The very first Porsche nameplate was designed based on the same platform as the VW Beetle. Named the ‘Porsche 64’ and released in 1938, the model’s unique design and upscale vibe immediately caught on with buyers. Of course, the company’s growth was impeded when the war began, forcing Porsche to develop tanks instead of automobiles. However, the company bounced back as early as 1947, when the Grand Prix racing car made its debut. Shortly after, in ‘48, Ferdinand’s son Ferry Porsche created the company’s first-ever sports car – the 356.
By the 60s, the Porsche family was designing and producing popular sports cars that debuted with much anticipation at the Frankfurt International Auto Show every year. Then, in 1964, a legend was born when the first-ever Porsche 911 made its first splash in the industry.
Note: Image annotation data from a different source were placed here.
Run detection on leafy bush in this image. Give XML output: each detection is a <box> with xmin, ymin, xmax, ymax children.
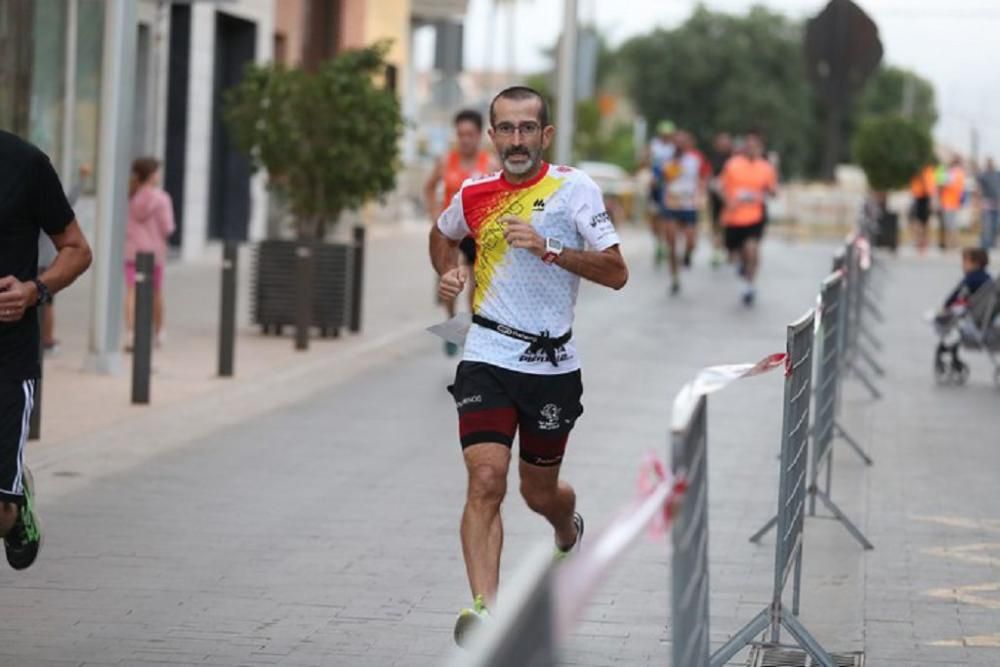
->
<box><xmin>851</xmin><ymin>115</ymin><xmax>933</xmax><ymax>191</ymax></box>
<box><xmin>225</xmin><ymin>42</ymin><xmax>403</xmax><ymax>239</ymax></box>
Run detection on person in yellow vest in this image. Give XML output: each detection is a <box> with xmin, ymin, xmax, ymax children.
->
<box><xmin>938</xmin><ymin>156</ymin><xmax>965</xmax><ymax>250</ymax></box>
<box><xmin>910</xmin><ymin>164</ymin><xmax>937</xmax><ymax>254</ymax></box>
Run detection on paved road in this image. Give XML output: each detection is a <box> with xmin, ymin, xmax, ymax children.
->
<box><xmin>0</xmin><ymin>227</ymin><xmax>1000</xmax><ymax>667</ymax></box>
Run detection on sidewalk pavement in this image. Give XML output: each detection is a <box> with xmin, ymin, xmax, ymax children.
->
<box><xmin>0</xmin><ymin>230</ymin><xmax>1000</xmax><ymax>667</ymax></box>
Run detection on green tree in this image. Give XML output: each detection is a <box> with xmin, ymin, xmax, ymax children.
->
<box><xmin>855</xmin><ymin>65</ymin><xmax>938</xmax><ymax>128</ymax></box>
<box><xmin>225</xmin><ymin>42</ymin><xmax>403</xmax><ymax>239</ymax></box>
<box><xmin>852</xmin><ymin>114</ymin><xmax>933</xmax><ymax>192</ymax></box>
<box><xmin>619</xmin><ymin>7</ymin><xmax>816</xmax><ymax>175</ymax></box>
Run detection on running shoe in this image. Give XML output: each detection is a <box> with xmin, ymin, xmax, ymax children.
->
<box><xmin>554</xmin><ymin>512</ymin><xmax>584</xmax><ymax>561</ymax></box>
<box><xmin>3</xmin><ymin>466</ymin><xmax>42</xmax><ymax>570</ymax></box>
<box><xmin>455</xmin><ymin>595</ymin><xmax>490</xmax><ymax>646</ymax></box>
Over the next few decades, Porsche continued to expand and innovate in its lineup, until the Porsche 911 Turbo released in 1995 was the first vehicle to ever have onboard computer diagnosis, something that would revolutionize the auto service industry.
Still to this day, Porsche has maintained its status in the industry as a producer of unparalleled supercars and racing innovations. While it has many nameplates besides just the Porsche 911, the 911 is perhaps the most iconic and versatile model under the brand’s name, with over twenty-one different models and seven trim levels.